Once you have completed the aforementioned steps, you should be able to log in to the CS machine without being prompted for a password. To test this, simply attempt to log in to a CS machine via SSH.

ssh your_CS_username@machine-name.cs.colostate.edu

You should not be prompted for a password.

Transfer Files

How do I transfer files from my laptop to the CS machines via GUI?

Warning

To use this service from off-campus you must be connected to the CSU’s VPN.
More information here: https://sna.cs.colostate.edu/remote-connection/vpn/

You would need to use the SCP protocol for transferring files back and forth via GUI. There are many free software available which let you do SCP/SFTP file transfer.

FileZillaLinux, MacOS, and Windows
CyberDuckMacOS and Windows
WinSCPWindows

Browse through the tabs for more information on setting up each one of these.

FileZilla

FileZilla is available for all major platforms: Linux, MacOS and Windows. Download and install the software for your OS open it. Click on Site Manager to create a new site.
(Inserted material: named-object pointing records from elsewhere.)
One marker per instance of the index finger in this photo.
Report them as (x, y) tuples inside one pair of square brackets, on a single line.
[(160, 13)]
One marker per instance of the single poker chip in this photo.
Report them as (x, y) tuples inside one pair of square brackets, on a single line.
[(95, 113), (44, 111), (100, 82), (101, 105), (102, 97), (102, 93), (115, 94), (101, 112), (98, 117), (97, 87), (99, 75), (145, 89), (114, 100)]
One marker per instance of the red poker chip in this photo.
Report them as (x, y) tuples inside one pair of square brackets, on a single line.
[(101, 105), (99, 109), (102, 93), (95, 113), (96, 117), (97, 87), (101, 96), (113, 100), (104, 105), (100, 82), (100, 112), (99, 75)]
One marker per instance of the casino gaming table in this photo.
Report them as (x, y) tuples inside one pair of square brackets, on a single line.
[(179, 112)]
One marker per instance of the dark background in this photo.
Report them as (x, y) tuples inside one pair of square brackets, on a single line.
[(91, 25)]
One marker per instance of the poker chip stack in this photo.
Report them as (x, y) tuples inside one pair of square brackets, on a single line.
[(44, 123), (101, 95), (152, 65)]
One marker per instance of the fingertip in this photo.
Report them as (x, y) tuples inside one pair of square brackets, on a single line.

Hit Connect. If you are connecting to this CS machine for the first time, you might see a warning like below.

Warning

If you see the above warning AND this is NOT the first time you are connecting to this machine, contact us!

Click on OK and you would be shown the contents of your CS account’s home directory.

The left pane is your local laptop and the right pane is the remote machine (your CS unix home directory). Now you can drag and drop files from one pane to the other to transfer files back and forth. You can also create or delete files.

CyberDuck

CyberDuck is supported on both MacOS and Windows. Download the software for your OS and open it. Click on Open Connection and fill in all the details, you may refer to the screenshot below.

Hit Connect. If you are connecting to this CS machine for the first time, you might see a warning like below.

Warning

If you see the above warning AND this is NOT the first time you are connecting to this machine, contact us!

Click on Allow and you would be shown the contents of your CS account’s home directory.

Now you can drag and drop files from Finder into this window to transfer files back and forth. You can also create or delete files.

WinSCP

WinSCP is supported only on Windows. Download and install the software and open it. Create a new site configuration as shown in the screenshot below.

If you are connecting to this CS machine for the first time, you might see a warning like below.

Warning

If you see the above warning AND this is NOT the first time you are connecting to this machine, contact us!

The left pane is your local laptop and the right pane is the remote machine (your CS unix home directory). Now you can drag and drop files from one pane to the other to transfer files back and forth. You can also create or delete files.